ANDANDO NA CORDA
BAMBA
Há poucas atividades no Brasil tão
vilipendiadas quanto a de editor. Em geral somos reputados
como seres desprovidos de cultura, que vivem da exploração
e comercialização do talento alheio. Ninguém lembra
que a falência arrasta um número bem maior de editores
que de escritores. Não se leva em conta a enorme quantidade
de autores que só se tornaram conhecidos depois de ter
seus originais devidamente copidescados e rearrumados
no dia-a-dia das editoras. E é claro que, quando o livro
sai, a concisão, a leveza e a elegância de estilo são
atribuídas ao autor. Mas já vi escritores famosos reescritos,
por exemplo, por Pedro Paulo de Sena Madureira, hoje
à frente da editora A Girafa, de São Paulo. Não se comenta,
até porque ficaria deselegante, essa participação subterrânea
do editor no processo final de um livro. Falo neste
caso - e a distinção aqui é necessária - do editor no
sentido de editor, em inglês, e não do dono de
editora, que tanto pode ser um lutador de caratê que
herdou o negócio da família quanto um executivo interessado
em publicar best-sellers de qualidade zero apenas
para ganhar dinheiro.
Penso no editor como alguém que,
dentro dos limites e potencialidades de sua atividade,
contribui para que a cultura do país se fortaleça rumo
ao futuro. Dois exemplos de imediato me ocorrem: Erasmo
de Rotterdam e Denis Diderot. O primeiro trabalhou,
em seu tempo, para que a grande cultura greco-latina
se tornasse conhecida e reavaliada; o outro é o inquieto
autor de Jacques le fataliste, o romance moderno
por excelência, que é também o responsável pelo sucesso
do projeto da Enciclopédia francesa. A missão
primeira do editor deveria ser a de empenhar-se para
que o humanismo ganhasse consistência - sobretudo entre
nós, brasileiros, que vivemos em uma região periférica
do mundo capitalista. Admiro, entre outros, meu saudoso
amigo Ênio Silveira, da Civilização Brasileira, e hoje
um Jacó Guinsburg, da Perspectiva, por contribuírem
neste processo.
No Congresso encontramos defensores
de tudo: do mico-leão dourado, das baleias, da arara
azul, das tartarugas marinhas. Desconheço, porém, quem
tenha sido eleito lutando pelo livro, advogando a necessidade
de o brasileiro ter acesso fácil à leitura, defendendo
o direito do cidadão à autêntica cultura que só o livro
pode dar. Na verdade somos uma categoria que, no conjunto,
é mais importante do que qualquer Ministério da Cultura,
mas não nos damos conta do fato. Neste início do século
XXI, constato que não formamos um grupo uno, coeso -
e isso é lastimável. Temos um Sindicato, mas na hora
necessária somos pouco ouvidos por aqueles que administram
a cultura no país. De outro lado, o governo não tem
uma política séria de aquisição de livros, que garantiria
a publicação de textos relevantes e esquecidos.

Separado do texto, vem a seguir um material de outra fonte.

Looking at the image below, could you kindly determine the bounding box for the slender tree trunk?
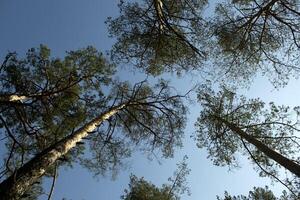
[153,0,165,31]
[0,94,28,103]
[0,104,126,200]
[218,117,300,177]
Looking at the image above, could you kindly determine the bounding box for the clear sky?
[0,0,300,200]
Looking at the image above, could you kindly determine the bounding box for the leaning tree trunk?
[218,117,300,177]
[0,104,126,200]
[0,94,29,103]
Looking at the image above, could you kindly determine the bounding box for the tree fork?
[0,104,126,200]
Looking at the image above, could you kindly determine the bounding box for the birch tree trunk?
[217,117,300,177]
[0,104,126,200]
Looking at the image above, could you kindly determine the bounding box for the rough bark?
[0,104,126,200]
[218,117,300,177]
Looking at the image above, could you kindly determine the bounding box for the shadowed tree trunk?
[0,94,28,103]
[0,104,126,200]
[215,116,300,177]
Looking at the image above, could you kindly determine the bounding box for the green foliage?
[82,81,187,175]
[195,87,299,195]
[209,0,300,86]
[0,46,186,198]
[107,0,207,76]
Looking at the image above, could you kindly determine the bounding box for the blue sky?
[0,0,300,200]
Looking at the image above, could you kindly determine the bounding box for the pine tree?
[0,47,186,200]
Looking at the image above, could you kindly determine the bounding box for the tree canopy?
[0,46,186,198]
[195,87,300,196]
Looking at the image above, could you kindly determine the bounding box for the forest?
[0,0,300,200]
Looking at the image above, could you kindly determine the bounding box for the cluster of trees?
[0,0,300,200]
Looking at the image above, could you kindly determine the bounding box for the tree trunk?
[0,94,28,103]
[0,104,126,200]
[154,0,165,31]
[218,117,300,177]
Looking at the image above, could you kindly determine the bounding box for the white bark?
[0,104,126,200]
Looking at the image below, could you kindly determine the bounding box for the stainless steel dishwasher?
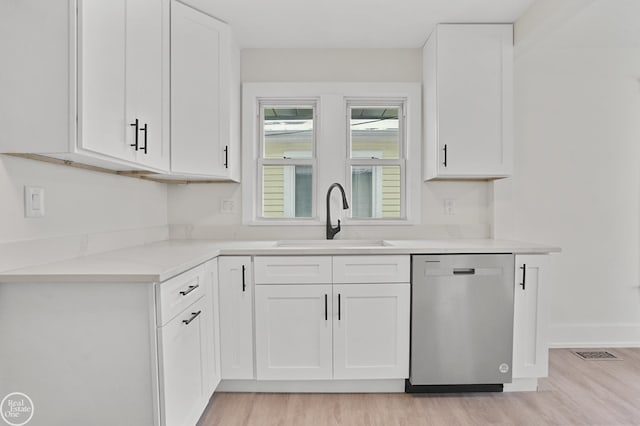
[405,254,514,392]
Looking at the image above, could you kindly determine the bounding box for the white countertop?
[0,239,560,282]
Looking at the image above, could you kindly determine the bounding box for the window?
[242,83,421,225]
[258,101,316,219]
[347,101,404,219]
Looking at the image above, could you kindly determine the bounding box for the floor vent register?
[573,351,622,361]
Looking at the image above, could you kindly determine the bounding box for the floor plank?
[198,348,640,426]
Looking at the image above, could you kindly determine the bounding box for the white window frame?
[345,98,407,220]
[242,83,422,226]
[254,98,318,222]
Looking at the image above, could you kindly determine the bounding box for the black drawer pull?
[180,284,200,296]
[442,144,447,167]
[242,265,247,292]
[129,118,140,151]
[324,294,329,321]
[140,123,148,154]
[182,311,202,325]
[453,268,476,275]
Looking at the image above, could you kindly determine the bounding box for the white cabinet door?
[208,259,222,393]
[513,255,549,378]
[256,284,333,380]
[78,0,135,161]
[218,256,254,379]
[78,0,168,170]
[126,0,169,170]
[423,24,513,179]
[158,298,208,426]
[171,1,239,177]
[333,283,410,379]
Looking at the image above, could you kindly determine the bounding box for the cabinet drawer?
[157,265,206,326]
[254,256,331,284]
[333,255,410,284]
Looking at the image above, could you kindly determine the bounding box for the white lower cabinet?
[158,298,209,426]
[255,256,410,380]
[513,255,549,379]
[207,259,222,394]
[333,283,410,379]
[256,284,333,380]
[218,256,254,379]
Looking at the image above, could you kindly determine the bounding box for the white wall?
[495,41,640,347]
[168,49,491,240]
[0,155,167,270]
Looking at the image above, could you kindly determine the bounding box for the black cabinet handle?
[324,294,329,321]
[140,123,148,154]
[180,284,200,296]
[442,144,447,167]
[242,265,247,292]
[129,118,140,151]
[182,311,202,325]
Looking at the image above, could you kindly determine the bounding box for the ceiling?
[544,0,640,48]
[182,0,534,48]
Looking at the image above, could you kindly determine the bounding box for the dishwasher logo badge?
[0,392,33,426]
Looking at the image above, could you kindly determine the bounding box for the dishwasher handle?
[453,268,476,275]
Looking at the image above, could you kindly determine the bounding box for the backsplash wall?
[0,155,168,270]
[168,49,491,240]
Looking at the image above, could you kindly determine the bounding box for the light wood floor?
[198,348,640,426]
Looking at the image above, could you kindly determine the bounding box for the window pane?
[351,107,400,159]
[262,166,313,218]
[351,166,402,219]
[262,107,313,158]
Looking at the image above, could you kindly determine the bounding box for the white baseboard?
[503,378,538,392]
[548,323,640,348]
[216,379,404,393]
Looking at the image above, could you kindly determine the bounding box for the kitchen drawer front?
[333,255,411,284]
[157,265,207,326]
[253,256,331,284]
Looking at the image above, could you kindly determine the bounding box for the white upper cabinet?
[171,0,240,181]
[0,0,169,172]
[513,255,550,379]
[78,0,168,170]
[423,24,513,180]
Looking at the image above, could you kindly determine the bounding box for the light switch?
[220,200,236,214]
[24,186,44,217]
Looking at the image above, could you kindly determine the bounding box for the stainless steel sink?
[276,240,393,248]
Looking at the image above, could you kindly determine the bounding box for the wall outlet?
[444,198,456,216]
[24,186,44,217]
[220,199,236,214]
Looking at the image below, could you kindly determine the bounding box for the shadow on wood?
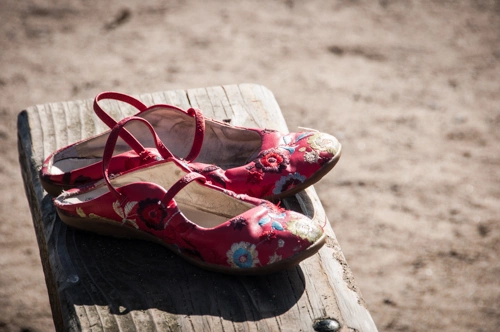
[18,84,377,332]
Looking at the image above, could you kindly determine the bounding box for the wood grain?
[18,84,377,331]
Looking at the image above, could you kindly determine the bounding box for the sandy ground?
[0,0,500,332]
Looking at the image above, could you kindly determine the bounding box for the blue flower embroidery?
[259,212,286,231]
[226,242,260,269]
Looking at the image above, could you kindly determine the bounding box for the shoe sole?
[57,210,326,275]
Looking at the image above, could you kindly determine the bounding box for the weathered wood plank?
[18,84,376,331]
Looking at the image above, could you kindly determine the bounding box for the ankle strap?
[102,116,175,202]
[94,91,205,162]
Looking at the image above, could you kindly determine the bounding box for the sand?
[0,0,500,332]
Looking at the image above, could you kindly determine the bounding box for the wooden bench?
[18,84,377,332]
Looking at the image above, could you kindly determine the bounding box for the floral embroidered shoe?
[40,92,341,199]
[54,117,325,274]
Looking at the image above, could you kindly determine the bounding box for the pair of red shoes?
[40,92,341,274]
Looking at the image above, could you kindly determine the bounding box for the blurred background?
[0,0,500,332]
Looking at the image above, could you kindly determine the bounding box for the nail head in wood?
[313,318,340,332]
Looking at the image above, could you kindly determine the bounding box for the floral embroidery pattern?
[226,242,260,269]
[137,198,167,231]
[259,212,286,231]
[273,172,306,195]
[286,219,323,243]
[255,149,290,173]
[304,151,319,164]
[229,217,248,231]
[269,252,283,264]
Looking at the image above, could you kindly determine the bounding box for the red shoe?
[54,117,325,274]
[40,92,341,199]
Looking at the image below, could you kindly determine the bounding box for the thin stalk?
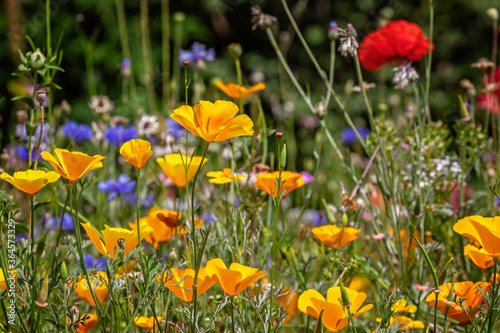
[161,0,174,114]
[191,142,210,332]
[140,0,156,114]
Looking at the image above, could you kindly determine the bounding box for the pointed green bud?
[339,279,352,308]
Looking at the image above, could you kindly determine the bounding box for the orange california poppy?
[157,267,215,303]
[68,272,108,306]
[81,223,154,259]
[41,148,105,182]
[206,258,266,297]
[425,281,491,326]
[120,139,153,169]
[207,168,247,184]
[311,224,361,248]
[134,316,163,332]
[0,170,61,195]
[170,100,253,142]
[68,313,99,333]
[156,154,208,187]
[149,207,182,228]
[215,81,266,99]
[299,287,373,332]
[453,215,500,269]
[276,287,299,325]
[255,171,305,198]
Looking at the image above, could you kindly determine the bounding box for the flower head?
[41,148,105,182]
[68,313,99,333]
[156,154,208,187]
[311,224,361,248]
[97,174,136,201]
[89,95,114,114]
[0,169,61,195]
[299,287,373,332]
[158,267,215,303]
[359,20,434,71]
[425,281,491,326]
[453,215,500,269]
[120,139,153,169]
[68,272,109,306]
[179,42,215,66]
[170,100,253,142]
[134,316,163,332]
[206,258,266,297]
[215,81,266,99]
[255,171,305,198]
[81,223,154,259]
[61,120,94,143]
[207,168,247,184]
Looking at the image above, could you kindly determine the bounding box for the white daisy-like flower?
[88,95,115,114]
[137,114,160,138]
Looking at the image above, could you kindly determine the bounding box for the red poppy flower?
[477,67,500,114]
[358,20,434,71]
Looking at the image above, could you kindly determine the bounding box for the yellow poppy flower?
[156,154,208,187]
[157,267,215,303]
[299,287,373,332]
[68,313,99,333]
[206,258,266,297]
[207,168,247,184]
[81,223,153,259]
[134,316,163,332]
[120,139,153,169]
[425,281,491,326]
[215,81,266,99]
[68,272,109,306]
[170,100,253,142]
[41,148,105,182]
[453,215,500,269]
[311,224,361,248]
[255,171,305,198]
[0,170,61,195]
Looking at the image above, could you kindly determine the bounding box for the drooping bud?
[339,279,352,308]
[227,43,243,59]
[328,21,339,40]
[486,7,498,22]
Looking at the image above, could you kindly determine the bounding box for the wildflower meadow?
[0,0,500,333]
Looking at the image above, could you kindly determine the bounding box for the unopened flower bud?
[486,7,498,22]
[35,90,47,105]
[328,21,339,40]
[227,43,243,59]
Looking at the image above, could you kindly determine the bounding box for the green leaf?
[11,96,35,109]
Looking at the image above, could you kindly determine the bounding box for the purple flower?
[61,120,94,142]
[48,212,75,231]
[340,127,370,145]
[179,42,215,66]
[83,254,106,270]
[165,118,186,139]
[97,174,136,201]
[104,125,137,147]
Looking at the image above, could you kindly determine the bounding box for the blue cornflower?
[340,127,370,145]
[61,120,94,143]
[179,42,215,66]
[97,174,136,201]
[49,212,75,231]
[165,117,186,139]
[83,254,106,270]
[104,125,137,147]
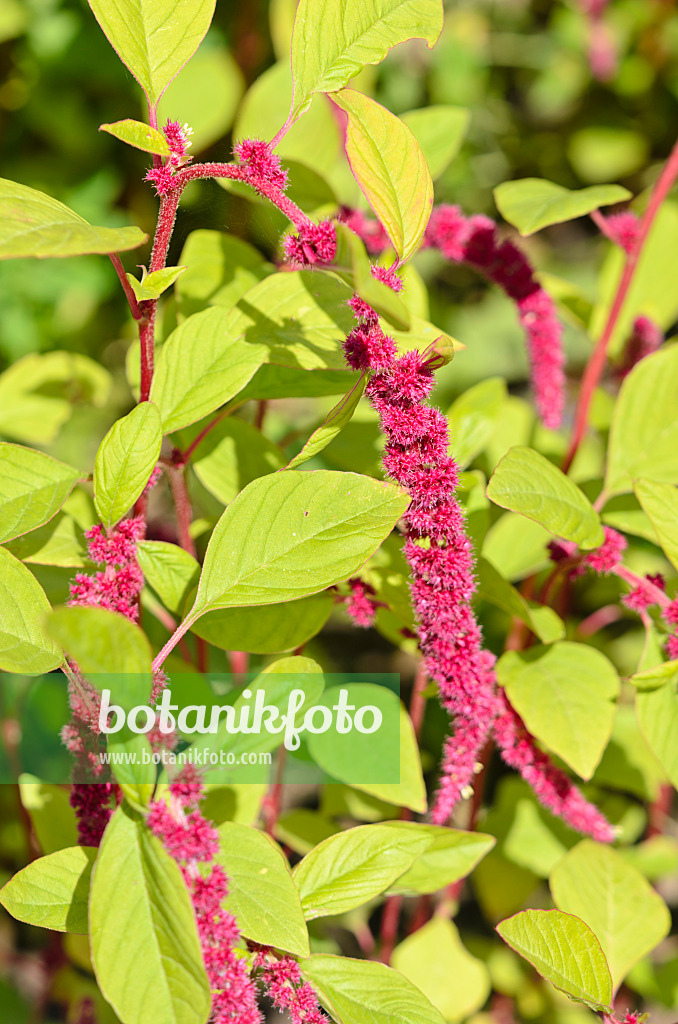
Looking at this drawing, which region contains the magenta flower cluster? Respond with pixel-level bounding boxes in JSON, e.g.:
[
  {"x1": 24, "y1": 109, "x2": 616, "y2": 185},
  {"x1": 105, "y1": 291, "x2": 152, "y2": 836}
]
[
  {"x1": 340, "y1": 205, "x2": 564, "y2": 429},
  {"x1": 337, "y1": 232, "x2": 613, "y2": 841},
  {"x1": 146, "y1": 769, "x2": 262, "y2": 1024}
]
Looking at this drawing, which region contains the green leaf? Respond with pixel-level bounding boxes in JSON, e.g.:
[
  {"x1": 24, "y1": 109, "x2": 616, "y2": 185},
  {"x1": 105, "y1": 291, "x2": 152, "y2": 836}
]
[
  {"x1": 192, "y1": 592, "x2": 334, "y2": 654},
  {"x1": 495, "y1": 178, "x2": 631, "y2": 238},
  {"x1": 126, "y1": 266, "x2": 185, "y2": 302},
  {"x1": 18, "y1": 773, "x2": 78, "y2": 853},
  {"x1": 216, "y1": 821, "x2": 309, "y2": 956},
  {"x1": 0, "y1": 178, "x2": 147, "y2": 259},
  {"x1": 151, "y1": 307, "x2": 266, "y2": 433},
  {"x1": 285, "y1": 374, "x2": 367, "y2": 469},
  {"x1": 324, "y1": 221, "x2": 412, "y2": 331},
  {"x1": 300, "y1": 954, "x2": 443, "y2": 1024},
  {"x1": 293, "y1": 824, "x2": 430, "y2": 921},
  {"x1": 448, "y1": 377, "x2": 506, "y2": 469},
  {"x1": 136, "y1": 541, "x2": 200, "y2": 614},
  {"x1": 488, "y1": 445, "x2": 605, "y2": 549},
  {"x1": 0, "y1": 548, "x2": 63, "y2": 676},
  {"x1": 186, "y1": 416, "x2": 285, "y2": 505},
  {"x1": 89, "y1": 0, "x2": 215, "y2": 110},
  {"x1": 497, "y1": 641, "x2": 620, "y2": 779},
  {"x1": 549, "y1": 839, "x2": 671, "y2": 991},
  {"x1": 189, "y1": 469, "x2": 410, "y2": 623},
  {"x1": 388, "y1": 822, "x2": 495, "y2": 896},
  {"x1": 174, "y1": 228, "x2": 271, "y2": 317},
  {"x1": 292, "y1": 0, "x2": 442, "y2": 119},
  {"x1": 99, "y1": 118, "x2": 171, "y2": 157},
  {"x1": 391, "y1": 918, "x2": 491, "y2": 1024},
  {"x1": 400, "y1": 104, "x2": 471, "y2": 181},
  {"x1": 89, "y1": 804, "x2": 211, "y2": 1024},
  {"x1": 0, "y1": 846, "x2": 97, "y2": 935},
  {"x1": 0, "y1": 441, "x2": 81, "y2": 543},
  {"x1": 329, "y1": 90, "x2": 433, "y2": 260},
  {"x1": 497, "y1": 910, "x2": 612, "y2": 1014},
  {"x1": 605, "y1": 344, "x2": 678, "y2": 496},
  {"x1": 633, "y1": 480, "x2": 678, "y2": 568},
  {"x1": 476, "y1": 558, "x2": 565, "y2": 643},
  {"x1": 634, "y1": 675, "x2": 678, "y2": 787},
  {"x1": 94, "y1": 401, "x2": 163, "y2": 527},
  {"x1": 47, "y1": 607, "x2": 152, "y2": 688}
]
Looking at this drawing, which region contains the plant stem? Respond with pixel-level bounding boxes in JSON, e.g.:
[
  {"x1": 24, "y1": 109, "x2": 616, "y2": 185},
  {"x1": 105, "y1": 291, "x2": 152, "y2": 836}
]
[{"x1": 562, "y1": 132, "x2": 678, "y2": 473}]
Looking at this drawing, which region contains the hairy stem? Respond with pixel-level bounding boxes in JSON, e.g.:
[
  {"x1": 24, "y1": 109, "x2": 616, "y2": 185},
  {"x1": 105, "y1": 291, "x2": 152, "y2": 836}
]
[{"x1": 562, "y1": 134, "x2": 678, "y2": 473}]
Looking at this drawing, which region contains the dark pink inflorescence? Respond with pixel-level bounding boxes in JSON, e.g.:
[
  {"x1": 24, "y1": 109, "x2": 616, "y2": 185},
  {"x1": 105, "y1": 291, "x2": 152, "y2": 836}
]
[
  {"x1": 255, "y1": 946, "x2": 330, "y2": 1024},
  {"x1": 146, "y1": 767, "x2": 262, "y2": 1024},
  {"x1": 340, "y1": 205, "x2": 564, "y2": 429},
  {"x1": 329, "y1": 241, "x2": 612, "y2": 841}
]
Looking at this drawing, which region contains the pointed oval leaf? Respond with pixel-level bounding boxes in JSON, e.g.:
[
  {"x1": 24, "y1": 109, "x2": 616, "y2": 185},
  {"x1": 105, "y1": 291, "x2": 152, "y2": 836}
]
[
  {"x1": 293, "y1": 824, "x2": 430, "y2": 921},
  {"x1": 605, "y1": 344, "x2": 678, "y2": 497},
  {"x1": 497, "y1": 910, "x2": 612, "y2": 1014},
  {"x1": 633, "y1": 480, "x2": 678, "y2": 569},
  {"x1": 0, "y1": 441, "x2": 81, "y2": 544},
  {"x1": 497, "y1": 641, "x2": 620, "y2": 779},
  {"x1": 301, "y1": 954, "x2": 443, "y2": 1024},
  {"x1": 216, "y1": 821, "x2": 309, "y2": 956},
  {"x1": 0, "y1": 548, "x2": 63, "y2": 676},
  {"x1": 332, "y1": 89, "x2": 433, "y2": 260},
  {"x1": 549, "y1": 839, "x2": 671, "y2": 990},
  {"x1": 94, "y1": 401, "x2": 163, "y2": 526},
  {"x1": 292, "y1": 0, "x2": 442, "y2": 118},
  {"x1": 189, "y1": 469, "x2": 410, "y2": 622},
  {"x1": 89, "y1": 804, "x2": 211, "y2": 1024},
  {"x1": 0, "y1": 178, "x2": 147, "y2": 259},
  {"x1": 495, "y1": 178, "x2": 631, "y2": 238},
  {"x1": 99, "y1": 118, "x2": 171, "y2": 157},
  {"x1": 89, "y1": 0, "x2": 216, "y2": 109},
  {"x1": 0, "y1": 846, "x2": 97, "y2": 935},
  {"x1": 488, "y1": 445, "x2": 605, "y2": 548}
]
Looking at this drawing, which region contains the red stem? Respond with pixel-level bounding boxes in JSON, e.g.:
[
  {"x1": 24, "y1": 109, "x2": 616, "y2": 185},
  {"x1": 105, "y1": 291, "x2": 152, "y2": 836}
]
[{"x1": 562, "y1": 132, "x2": 678, "y2": 473}]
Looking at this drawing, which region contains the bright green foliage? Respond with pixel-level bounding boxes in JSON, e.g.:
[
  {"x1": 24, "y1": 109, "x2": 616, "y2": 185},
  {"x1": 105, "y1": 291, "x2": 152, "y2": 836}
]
[
  {"x1": 292, "y1": 0, "x2": 442, "y2": 118},
  {"x1": 332, "y1": 89, "x2": 433, "y2": 260},
  {"x1": 495, "y1": 178, "x2": 631, "y2": 237},
  {"x1": 0, "y1": 548, "x2": 63, "y2": 676},
  {"x1": 0, "y1": 846, "x2": 96, "y2": 935},
  {"x1": 497, "y1": 641, "x2": 620, "y2": 778},
  {"x1": 286, "y1": 375, "x2": 367, "y2": 469},
  {"x1": 301, "y1": 954, "x2": 442, "y2": 1024},
  {"x1": 127, "y1": 266, "x2": 185, "y2": 302},
  {"x1": 89, "y1": 0, "x2": 215, "y2": 109},
  {"x1": 293, "y1": 824, "x2": 430, "y2": 921},
  {"x1": 136, "y1": 541, "x2": 200, "y2": 614},
  {"x1": 89, "y1": 804, "x2": 210, "y2": 1024},
  {"x1": 47, "y1": 607, "x2": 151, "y2": 679},
  {"x1": 605, "y1": 345, "x2": 678, "y2": 496},
  {"x1": 448, "y1": 377, "x2": 506, "y2": 469},
  {"x1": 633, "y1": 662, "x2": 678, "y2": 786},
  {"x1": 186, "y1": 416, "x2": 285, "y2": 505},
  {"x1": 549, "y1": 840, "x2": 671, "y2": 990},
  {"x1": 99, "y1": 118, "x2": 170, "y2": 157},
  {"x1": 497, "y1": 910, "x2": 612, "y2": 1013},
  {"x1": 94, "y1": 401, "x2": 163, "y2": 526},
  {"x1": 391, "y1": 918, "x2": 491, "y2": 1024},
  {"x1": 488, "y1": 446, "x2": 604, "y2": 548},
  {"x1": 633, "y1": 480, "x2": 678, "y2": 568},
  {"x1": 388, "y1": 821, "x2": 495, "y2": 896},
  {"x1": 0, "y1": 178, "x2": 146, "y2": 259},
  {"x1": 0, "y1": 442, "x2": 81, "y2": 544},
  {"x1": 192, "y1": 592, "x2": 334, "y2": 654},
  {"x1": 400, "y1": 104, "x2": 470, "y2": 181},
  {"x1": 217, "y1": 821, "x2": 308, "y2": 956},
  {"x1": 190, "y1": 470, "x2": 410, "y2": 621}
]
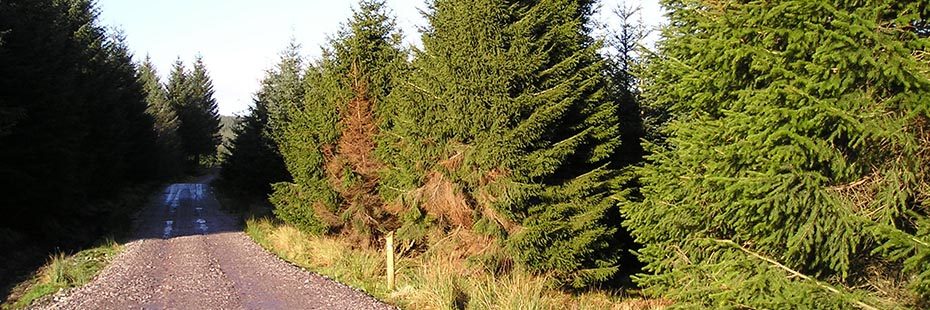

Há muito para se editar no Brasil.
Festejamos 500 anos de Descobrimento, mudamos de século
e ainda não fizemos a grande edição brasileira dos gregos,
de Aristóteles e Platão, nem nada que se compare ao
catálogo da Loeb inglesa, da Les Belles Lettres francesa,
da F. Meiner alemã ou da Gredos espanhola. Falta-nos
ousadia. Precisamos inventar, arriscar, e não copiar
o vizinho - mesmo quando a palavra de ordem é concorrência.
"Fazer um livro não significa mérito nenhum se este
livro não melhora as pessoas", escreveu o poeta inglês
Samuel T. Coleridge, em uma frase que deveríamos adotar
como lema.
Que não entendam o que digo como
romantismo ou defesa quixotesca da qualidade contra
a vendabilidade. Nossa atitude como editores deve ser
a de ajudar o país a ler mais, a ler melhor. Só assim
nos justificaremos perante as futuras gerações, adiando
o esquecimento que corrói tudo que é humano.